NaijaTalkTalk- StyleNaija- Duro Olowu presents Spring 2017 Ready-to-Wear Collection

Sure Olowu

Born in Lagos to a Nigerian father and Jamaican mother, Duro Olowu spent his childhood travelling between Nigeria and Europe. From an early age, his enthusiasm for fashion was inspired by the unexpected mix of fabrics, textures and draping techniques of the clothing worn by the women that surrounded him.


Like his father before him, Olowu studied law in England before returning to Nigeria where he practised for a few years. On his return to London, Olowu pursued his true vocation, a career in fashion, starting his eponymous label at the end of 2004. His first collection was an instant hit with fashion editors and buyers worldwide and an international sell out in its worldwide stockists at the time, including Barneys in New York, Harrods in London and Maria Luisa in Paris.
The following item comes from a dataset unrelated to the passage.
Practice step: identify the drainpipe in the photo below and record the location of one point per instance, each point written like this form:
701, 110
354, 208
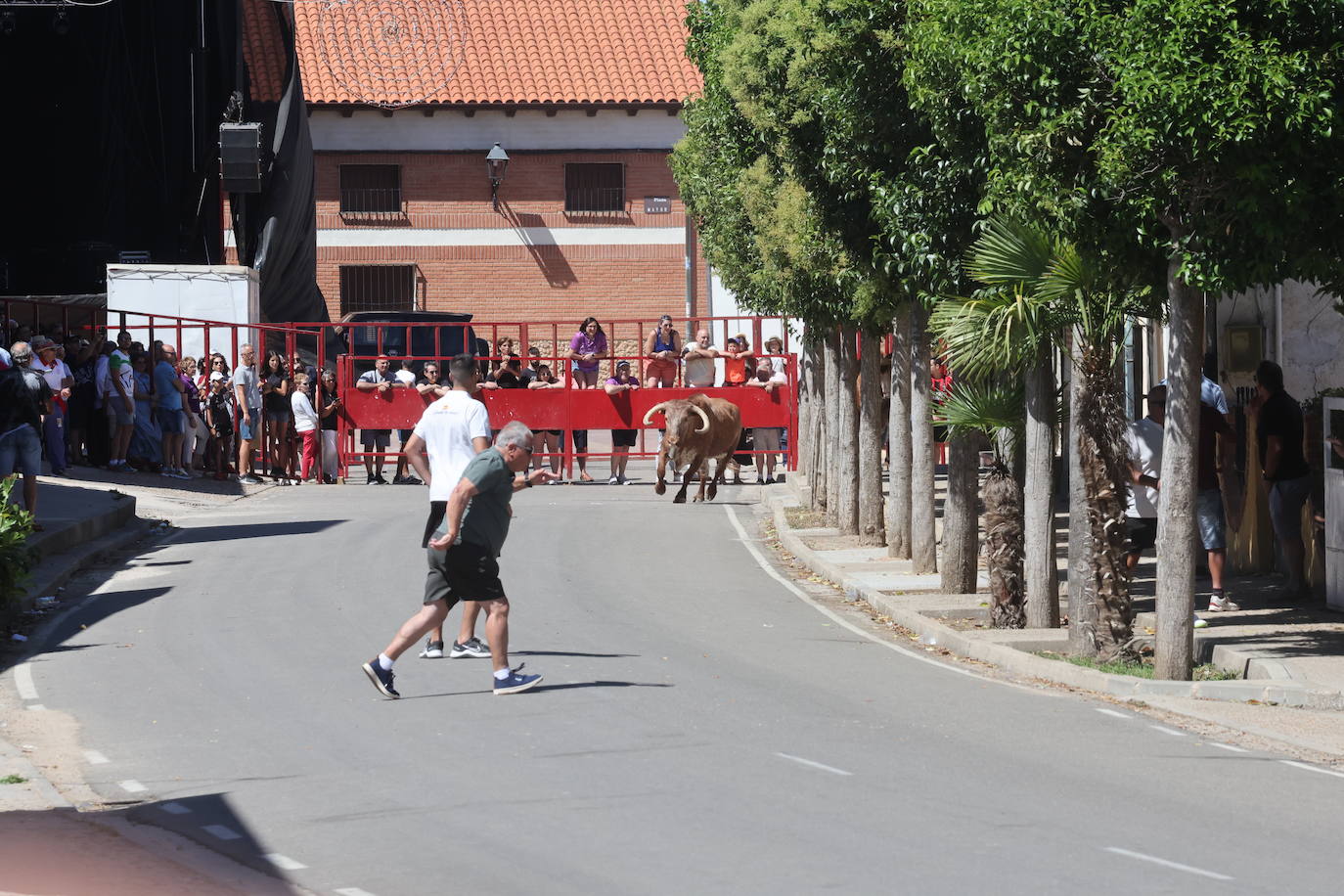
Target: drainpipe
1278, 324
It featured the now signature “Duro” dress, hailed by both British and American Vogue as the dress of the year in 2005. That same year, he won the ’New Designer of the Year Award’ at the British Fashion Awards, the only designer to have ever done so without a catwalk show.

Olowu was also awarded TopShop’s ‘NEWGEN’ sponsorship for his first three catwalk shows as part of London fashion week beginning in 2007. In 2010 he was named Best International Designer at the African Fashion Awards in South Africa as well as being one of 6 finalists for the Swiss Textiles Award in Zurich.

His curatorial projects “Material” 2012 and “More Material” 2014, at Salon 94 Gallery in New York met with high critical praise by both the art and fashion world cognoscenti, including Roberta Smith of the New York Times, Art forum and American Vogue.

Alluring silhouettes, sharp tailoring, original prints juxtaposed with luxurious vintage fabrics in “off beat” yet harmonious combinations are Olowu’s signature. His enthusiastically reviewed collections are a reflection of Olowu’s interpretation of international chic and joie de vivre, appealing to women who seek timeless modern luxury for urban and resort wear. He lives between London and New York.

Duro Olowu’s work expresses a firm belief in the mix, of the beauty that comes from fusing influences far and wide. An excellent tailor, he hews to classic Western fashion proportions and silhouettes, but uses them as the jumping-off point for combinations of colour and pattern loosely suggestive of the gorgeous tumult of the multi-culti urban cityscape.

This season, he raised the volume on that vibrancy, emphasizing bold graphics and a flashy palette, and threading in globe-trotting details such as kimono shapes, mandarin collars and raffia fringe. The lines of the clothes were elegant—Olowu will never sacrifice flattery of the female form in order to make a conceptual point—but the way they commingled disparate elements carried a strong, if subliminal, message nonetheless.

This was an item-driven collection. Olowu paid particular attention to his trouser cuts, introducing new, cropped shapes, and he heightened the drama of his stock-in-trade dresses by sneaking in volume via hidden pleats. The evening looks were particularly resonant, done in precise yet relaxed shapes that exuded a nonchalant glamour. The assertive colors and patterns gave them a bird of paradise quality: The Olowu woman will be seen. And she will be heard too.